Categorical data were expressed as absolute and relative frequencies, whereas numerical data and scores were expressed with median and interquartile range. The level of statistical significance was set at p<0.05.
Results
In the study sample, the median age was 62 (53-70), range 33 to 83 years. Most of the tumors, 102 (69.38%) were diagnosed as not otherwise specified (NOS), whereas 22 (14.96%) were invasive lobular cancers and 23 (15.66%) were pooled as ‘other types’ in this study. As many as 128 (87.00%) cases were well or moderately differentiated (grade 1 and 2), and only 19 (13.00%) were poorly differentiated (grade 3). Lymph node metastases were recorded in 55.10% of study patients (Table 1). Significantly, most of the tumors were >2≤5 cm in size (Table 1).

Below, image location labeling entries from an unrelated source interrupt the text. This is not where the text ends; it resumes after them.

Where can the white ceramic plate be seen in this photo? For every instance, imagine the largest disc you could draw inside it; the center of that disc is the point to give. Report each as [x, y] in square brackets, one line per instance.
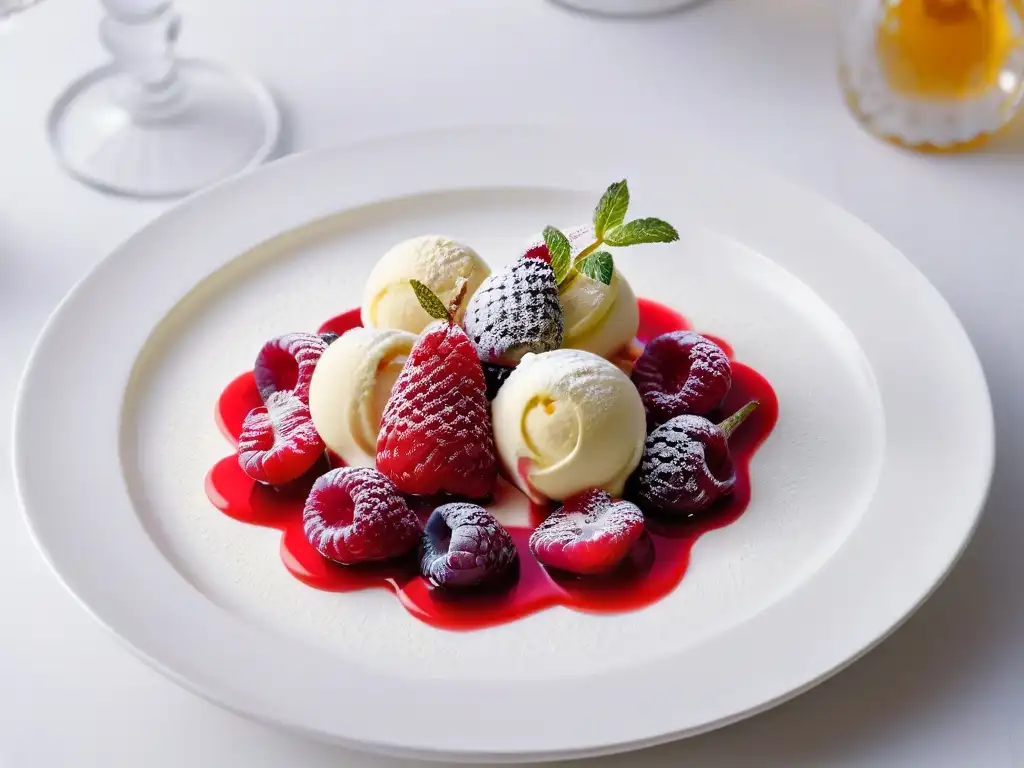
[863, 497]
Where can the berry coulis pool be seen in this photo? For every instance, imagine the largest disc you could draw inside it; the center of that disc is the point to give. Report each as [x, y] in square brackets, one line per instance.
[653, 568]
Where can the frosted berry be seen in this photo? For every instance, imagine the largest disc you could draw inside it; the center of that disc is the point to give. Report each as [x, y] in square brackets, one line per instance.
[686, 464]
[514, 311]
[464, 546]
[286, 364]
[355, 514]
[681, 373]
[589, 534]
[279, 441]
[435, 432]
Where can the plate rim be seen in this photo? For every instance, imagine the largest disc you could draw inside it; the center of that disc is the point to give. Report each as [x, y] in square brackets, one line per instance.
[478, 133]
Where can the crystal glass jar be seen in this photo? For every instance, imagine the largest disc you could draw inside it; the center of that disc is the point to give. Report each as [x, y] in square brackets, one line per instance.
[933, 74]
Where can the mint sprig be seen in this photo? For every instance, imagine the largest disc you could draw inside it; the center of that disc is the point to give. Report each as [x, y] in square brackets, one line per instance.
[598, 266]
[608, 229]
[641, 230]
[610, 211]
[429, 301]
[560, 251]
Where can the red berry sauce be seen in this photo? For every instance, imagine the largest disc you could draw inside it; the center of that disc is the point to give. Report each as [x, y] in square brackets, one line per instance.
[653, 568]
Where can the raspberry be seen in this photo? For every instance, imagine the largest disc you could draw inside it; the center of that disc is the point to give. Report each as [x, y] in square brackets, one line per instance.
[686, 465]
[355, 514]
[279, 441]
[435, 432]
[464, 546]
[590, 534]
[287, 363]
[514, 311]
[681, 373]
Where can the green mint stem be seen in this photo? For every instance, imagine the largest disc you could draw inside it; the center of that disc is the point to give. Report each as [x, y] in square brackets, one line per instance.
[729, 425]
[588, 250]
[460, 294]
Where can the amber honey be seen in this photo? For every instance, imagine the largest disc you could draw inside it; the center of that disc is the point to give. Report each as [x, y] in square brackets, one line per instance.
[934, 74]
[945, 48]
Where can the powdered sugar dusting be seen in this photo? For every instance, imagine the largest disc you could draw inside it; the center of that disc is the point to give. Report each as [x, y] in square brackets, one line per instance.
[464, 545]
[590, 532]
[676, 470]
[514, 311]
[279, 441]
[435, 433]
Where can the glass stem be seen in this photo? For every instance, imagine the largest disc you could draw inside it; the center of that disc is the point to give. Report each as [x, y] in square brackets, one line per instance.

Table 1. Patient and tumor characteristics.
| n (%) | |
|---|---|
| Histology | |
| not otherwise specified | 102 (69.4) |
| lobular | 22 (15.0) |
| other | 23 (15.6) |
| Tumor size (cm) | |
| >0.5≤1.0 | 17 (11.6) |
| >1≤2 | 50 (34.0) |
| >2≤5 | 68 (46.3) |
| >5 | 12 (8.2) |
| Grade | |
| 1 | 64 (43.5) |
| 2 | 64 (43.5) |
| 3 | 19 (12.9) |
| Lymph node status | |
| N0 | 66 (44.9) |
| N1 (1-3) | 34 (23.1) |
| N2 (4-9) | 30 (20.4) |
| N3 (>10) | 17 (11.6) |
| Total | 147 (100.0) |
The median follow up period was 80.7 months with the interquartile range of 35.7-103.5 months and total range of 1.9-128.2 months. During the study period, 53 (36.1%) patients died. Recurrences were reported in 45 (30.7%) patients, as follows: local recurrences in 7 (4.8%) and distant recurrences in 38 (25.9%) cases.

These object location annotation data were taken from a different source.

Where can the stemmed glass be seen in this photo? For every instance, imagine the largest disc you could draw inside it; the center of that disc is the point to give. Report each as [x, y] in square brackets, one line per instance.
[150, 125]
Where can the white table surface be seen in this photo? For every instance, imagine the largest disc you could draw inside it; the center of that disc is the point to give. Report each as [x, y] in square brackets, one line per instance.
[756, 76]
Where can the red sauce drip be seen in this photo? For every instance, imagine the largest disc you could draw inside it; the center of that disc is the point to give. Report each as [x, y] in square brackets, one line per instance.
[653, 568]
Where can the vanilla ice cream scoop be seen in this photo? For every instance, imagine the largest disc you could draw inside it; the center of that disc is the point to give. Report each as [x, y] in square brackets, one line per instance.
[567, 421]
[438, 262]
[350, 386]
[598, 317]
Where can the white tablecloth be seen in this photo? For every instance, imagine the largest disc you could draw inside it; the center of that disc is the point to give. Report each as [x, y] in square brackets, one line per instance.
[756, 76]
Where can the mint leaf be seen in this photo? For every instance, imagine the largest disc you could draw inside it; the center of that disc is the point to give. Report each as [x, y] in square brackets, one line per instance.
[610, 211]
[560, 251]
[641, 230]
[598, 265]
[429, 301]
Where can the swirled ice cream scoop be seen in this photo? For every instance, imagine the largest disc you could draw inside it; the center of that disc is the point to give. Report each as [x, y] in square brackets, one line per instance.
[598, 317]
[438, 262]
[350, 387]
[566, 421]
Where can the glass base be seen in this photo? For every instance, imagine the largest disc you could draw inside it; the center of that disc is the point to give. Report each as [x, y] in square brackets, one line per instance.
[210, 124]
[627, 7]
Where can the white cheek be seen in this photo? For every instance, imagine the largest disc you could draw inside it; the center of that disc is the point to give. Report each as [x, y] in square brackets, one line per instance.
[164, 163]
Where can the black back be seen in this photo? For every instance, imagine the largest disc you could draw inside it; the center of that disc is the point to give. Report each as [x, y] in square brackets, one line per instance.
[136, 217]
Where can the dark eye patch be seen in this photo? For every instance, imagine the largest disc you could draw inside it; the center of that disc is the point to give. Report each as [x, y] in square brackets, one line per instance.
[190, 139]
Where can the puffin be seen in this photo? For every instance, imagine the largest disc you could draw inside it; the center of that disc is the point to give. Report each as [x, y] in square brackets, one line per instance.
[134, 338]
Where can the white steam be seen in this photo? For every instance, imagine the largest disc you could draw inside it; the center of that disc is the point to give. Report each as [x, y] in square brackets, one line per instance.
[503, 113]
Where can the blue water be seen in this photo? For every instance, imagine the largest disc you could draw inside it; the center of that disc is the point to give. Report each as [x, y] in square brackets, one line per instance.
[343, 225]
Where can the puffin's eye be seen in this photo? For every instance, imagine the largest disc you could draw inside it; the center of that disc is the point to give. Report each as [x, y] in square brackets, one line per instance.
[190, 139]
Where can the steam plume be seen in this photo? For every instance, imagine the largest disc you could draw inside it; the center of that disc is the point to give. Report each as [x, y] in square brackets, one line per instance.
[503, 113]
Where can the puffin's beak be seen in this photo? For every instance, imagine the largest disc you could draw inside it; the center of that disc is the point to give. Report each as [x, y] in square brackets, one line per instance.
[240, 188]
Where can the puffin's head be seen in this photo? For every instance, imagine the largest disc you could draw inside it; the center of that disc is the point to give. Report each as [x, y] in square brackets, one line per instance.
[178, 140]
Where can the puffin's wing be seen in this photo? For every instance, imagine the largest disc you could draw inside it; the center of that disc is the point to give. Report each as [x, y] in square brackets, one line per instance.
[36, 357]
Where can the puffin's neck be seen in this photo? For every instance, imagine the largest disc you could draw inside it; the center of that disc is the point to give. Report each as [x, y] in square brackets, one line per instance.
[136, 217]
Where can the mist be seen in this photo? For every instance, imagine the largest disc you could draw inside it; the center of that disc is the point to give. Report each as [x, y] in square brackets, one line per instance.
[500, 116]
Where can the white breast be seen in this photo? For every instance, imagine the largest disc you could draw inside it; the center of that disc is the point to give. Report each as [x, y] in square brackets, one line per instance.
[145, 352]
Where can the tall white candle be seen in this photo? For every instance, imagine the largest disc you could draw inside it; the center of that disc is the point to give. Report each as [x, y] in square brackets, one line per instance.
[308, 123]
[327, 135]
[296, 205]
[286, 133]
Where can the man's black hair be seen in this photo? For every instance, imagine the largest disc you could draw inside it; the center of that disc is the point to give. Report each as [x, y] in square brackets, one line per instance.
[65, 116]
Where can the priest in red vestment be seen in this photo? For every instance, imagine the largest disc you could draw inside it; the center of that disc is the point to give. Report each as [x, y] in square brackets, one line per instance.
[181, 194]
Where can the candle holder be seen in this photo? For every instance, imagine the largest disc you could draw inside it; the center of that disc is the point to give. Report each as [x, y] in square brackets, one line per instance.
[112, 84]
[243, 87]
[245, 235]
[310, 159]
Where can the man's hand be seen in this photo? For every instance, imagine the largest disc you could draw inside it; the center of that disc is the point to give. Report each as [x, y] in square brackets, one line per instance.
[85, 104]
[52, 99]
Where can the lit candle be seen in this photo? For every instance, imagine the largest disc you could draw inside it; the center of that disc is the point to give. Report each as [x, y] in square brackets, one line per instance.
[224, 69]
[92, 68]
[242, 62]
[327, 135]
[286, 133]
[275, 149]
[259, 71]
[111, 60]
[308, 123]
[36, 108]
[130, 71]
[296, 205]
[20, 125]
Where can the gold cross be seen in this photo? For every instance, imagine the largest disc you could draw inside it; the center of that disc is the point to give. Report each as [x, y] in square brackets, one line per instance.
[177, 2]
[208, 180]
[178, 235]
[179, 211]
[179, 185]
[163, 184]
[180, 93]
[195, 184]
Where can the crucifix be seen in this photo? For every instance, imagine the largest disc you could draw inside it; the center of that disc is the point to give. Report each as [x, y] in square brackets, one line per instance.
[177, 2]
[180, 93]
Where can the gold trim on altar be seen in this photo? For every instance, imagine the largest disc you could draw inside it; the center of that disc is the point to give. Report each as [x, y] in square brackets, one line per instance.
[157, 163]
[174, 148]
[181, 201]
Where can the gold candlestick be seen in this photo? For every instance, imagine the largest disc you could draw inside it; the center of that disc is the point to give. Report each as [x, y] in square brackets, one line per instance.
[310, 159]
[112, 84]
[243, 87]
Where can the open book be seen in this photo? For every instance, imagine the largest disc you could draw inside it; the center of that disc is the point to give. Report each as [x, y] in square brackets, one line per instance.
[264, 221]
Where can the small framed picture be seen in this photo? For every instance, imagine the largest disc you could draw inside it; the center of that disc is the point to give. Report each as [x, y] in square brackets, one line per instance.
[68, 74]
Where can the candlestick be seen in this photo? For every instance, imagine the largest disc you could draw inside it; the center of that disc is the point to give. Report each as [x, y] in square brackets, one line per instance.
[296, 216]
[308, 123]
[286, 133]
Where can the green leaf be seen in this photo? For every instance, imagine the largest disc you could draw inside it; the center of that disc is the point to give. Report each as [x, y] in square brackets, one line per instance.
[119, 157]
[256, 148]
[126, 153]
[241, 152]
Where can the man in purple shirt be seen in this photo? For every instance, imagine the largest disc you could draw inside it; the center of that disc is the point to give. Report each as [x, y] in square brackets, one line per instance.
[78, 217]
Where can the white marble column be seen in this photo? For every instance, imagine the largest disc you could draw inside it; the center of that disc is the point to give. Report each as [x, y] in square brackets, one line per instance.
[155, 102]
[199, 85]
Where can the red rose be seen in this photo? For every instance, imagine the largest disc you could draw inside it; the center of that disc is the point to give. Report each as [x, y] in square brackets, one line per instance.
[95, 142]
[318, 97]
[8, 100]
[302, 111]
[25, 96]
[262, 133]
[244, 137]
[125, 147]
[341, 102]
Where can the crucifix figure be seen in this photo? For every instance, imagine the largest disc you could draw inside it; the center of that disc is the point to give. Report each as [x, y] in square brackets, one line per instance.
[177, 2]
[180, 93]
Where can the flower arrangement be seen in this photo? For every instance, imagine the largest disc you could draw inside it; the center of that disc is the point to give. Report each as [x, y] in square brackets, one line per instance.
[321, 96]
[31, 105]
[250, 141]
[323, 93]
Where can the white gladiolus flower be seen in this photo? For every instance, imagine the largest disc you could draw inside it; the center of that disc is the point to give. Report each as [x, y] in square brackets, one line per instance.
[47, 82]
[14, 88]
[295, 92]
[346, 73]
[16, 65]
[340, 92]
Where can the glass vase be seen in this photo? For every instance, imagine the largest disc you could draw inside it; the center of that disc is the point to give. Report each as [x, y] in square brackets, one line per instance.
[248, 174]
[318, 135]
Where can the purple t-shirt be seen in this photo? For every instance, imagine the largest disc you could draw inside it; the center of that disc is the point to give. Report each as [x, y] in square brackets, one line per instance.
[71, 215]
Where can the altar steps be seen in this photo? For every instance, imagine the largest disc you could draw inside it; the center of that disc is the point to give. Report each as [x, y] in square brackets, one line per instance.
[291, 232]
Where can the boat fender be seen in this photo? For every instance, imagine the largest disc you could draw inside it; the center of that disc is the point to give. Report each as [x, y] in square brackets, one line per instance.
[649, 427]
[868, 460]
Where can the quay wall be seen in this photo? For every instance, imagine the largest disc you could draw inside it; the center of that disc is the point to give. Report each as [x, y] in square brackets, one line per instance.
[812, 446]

In this group of patients, there were no ER negative tumors, 9 tumors were PR negative, and another 8 tumors had less than 20% of PR positive staining cells. All of these tumors had Ki-67 proliferation index above 20%.

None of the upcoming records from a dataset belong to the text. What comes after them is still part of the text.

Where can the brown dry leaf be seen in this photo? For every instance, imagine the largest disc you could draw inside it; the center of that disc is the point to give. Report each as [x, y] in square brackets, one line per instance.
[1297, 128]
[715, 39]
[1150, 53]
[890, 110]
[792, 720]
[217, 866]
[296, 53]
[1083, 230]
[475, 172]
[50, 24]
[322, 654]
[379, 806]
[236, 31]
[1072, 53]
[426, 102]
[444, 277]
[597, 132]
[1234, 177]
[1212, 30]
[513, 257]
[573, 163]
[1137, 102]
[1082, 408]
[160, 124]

The ER and PR scores, as well as Ki-67 proliferation index were significantly correlated with tumor grade (ER p=0.037; PR p=0.008; and Ki-67 p<0.001). However, ER and PR scores along with Ki-67 proliferation index were not associated with other parameters such as lymph node metastasis, tumor size and histologic subtype (Tables 2-4).
Table 2. Estrogen correlation with other parameters.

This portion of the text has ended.